Published on July 2nd, 2012 | by john.weir2
Want a job in New Zealand ? Try hairdressing and panel beating..
New Zealand still has acute skill shortages and will need step up its overseas recruitment.
New Zealand gained 1500 more skilled workers than it lost last year, but acute shortages still exist in some trades.
Some deficits are an aftershock of the Christchurch quakes, others due to the brain drain. But some bosses at hair salons and panel beaters say young people’s lack of focus and a dysfunctional training system are as much to blame. Panel beating and hairdressing found common ground in a Department of Labour document outlining where it believes there are skill shortages coming, and obtained by the NZ Herald on Sunday. The projected skill shortages are likely to impact immigration policy.
At Parnell salon Raymond Salon de Coiffure, owner Raymond Henderson agreed with a suggestion hairdressers be added to the list of skilled shortages. He said finding staff was a struggle.
“Apprenticeships are not in vogue. There is a shortage of qualified people. There are lots of people going into the industry, but they’re not actually completing [training].” His employee, hairdresser Catherine Lee, 23, said less than a third who studied with her still worked in the industry. “A lot of people think that hairdressing is going to be easy.”
Jules Shoosh at Shoosh Hairdressers in Grey Lynn said an outmoded, costly qualification system demanded trainees learn styles few customers wanted any more, like perms.
“I have to train them how I want them to be. But I also have to give them skills to be able to pass their national certificate – which is cap highlights. I mean, what sort of barbaric, antiquated method is cap highlights?” Cap highlighting is done by pulling strands of hair through a plastic cap for dyeing or bleaching.
Shoosh said training schools needed new entry tests to stop unsuitable kids taking on costly courses.But Shoosh, Henderson and Lee all said opening doors to skilled migrants would make little difference, because local techniques were needed to work in salons here.At CRS Panel and Paint in Newmarket, managing director George Ervine said his trade was struggling to find young recruits.
“It’s a reasonably dirty industry and [employees] don’t like getting dirty.”
He said it could take five years or more to become a good New Zealand panel beater, but young people often lacked patience.At the CRS workshop, 30 year-old Phil Addy has been in the trade half his life.

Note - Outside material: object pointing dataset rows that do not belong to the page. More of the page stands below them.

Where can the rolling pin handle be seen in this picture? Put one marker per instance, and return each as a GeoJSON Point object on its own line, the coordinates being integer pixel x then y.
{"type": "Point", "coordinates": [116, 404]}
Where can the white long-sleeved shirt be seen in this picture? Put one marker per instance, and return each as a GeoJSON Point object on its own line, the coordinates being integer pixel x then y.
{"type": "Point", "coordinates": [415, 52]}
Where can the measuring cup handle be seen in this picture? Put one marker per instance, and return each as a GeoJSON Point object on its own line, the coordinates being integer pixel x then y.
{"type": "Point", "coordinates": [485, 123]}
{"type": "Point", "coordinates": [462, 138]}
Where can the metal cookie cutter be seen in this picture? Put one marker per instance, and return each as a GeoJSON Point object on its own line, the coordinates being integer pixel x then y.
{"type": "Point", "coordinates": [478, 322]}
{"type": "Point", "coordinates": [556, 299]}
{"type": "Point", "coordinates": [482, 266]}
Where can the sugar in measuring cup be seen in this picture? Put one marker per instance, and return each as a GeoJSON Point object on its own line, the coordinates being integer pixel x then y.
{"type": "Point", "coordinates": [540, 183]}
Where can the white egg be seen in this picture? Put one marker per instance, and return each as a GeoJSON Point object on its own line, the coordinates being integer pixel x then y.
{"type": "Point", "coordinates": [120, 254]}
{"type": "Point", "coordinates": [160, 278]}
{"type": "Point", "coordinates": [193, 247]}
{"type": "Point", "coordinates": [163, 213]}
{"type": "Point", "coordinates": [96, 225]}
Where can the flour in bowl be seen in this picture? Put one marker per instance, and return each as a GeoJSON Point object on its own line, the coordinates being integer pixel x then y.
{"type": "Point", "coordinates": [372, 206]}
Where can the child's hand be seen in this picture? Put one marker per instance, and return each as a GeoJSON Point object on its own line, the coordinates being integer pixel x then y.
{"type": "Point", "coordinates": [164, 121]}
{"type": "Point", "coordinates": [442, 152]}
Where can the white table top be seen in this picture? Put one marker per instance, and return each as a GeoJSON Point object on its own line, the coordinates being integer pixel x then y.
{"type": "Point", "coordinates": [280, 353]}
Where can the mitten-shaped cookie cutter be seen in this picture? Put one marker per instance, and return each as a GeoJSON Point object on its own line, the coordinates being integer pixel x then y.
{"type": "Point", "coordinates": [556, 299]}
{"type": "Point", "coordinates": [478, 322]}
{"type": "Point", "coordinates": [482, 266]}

He also said there was little new blood in the trade. “I have noticed a shortage of young people, even people my age.”The Department of Labour sent the draft list to industry groups in the past fortnight, seeking feedback by July 20.
The document suggests drainlayers, fibrous plasterers, metal fabricators and crane, hoist or lift operators be added to the list of immediate or current shortages.More professions will likely be added to the long-term list. These include numerous engineering and mechanical trades and truck drivers. Most projected skills shortages are in jobs for the Christchurch rebuild.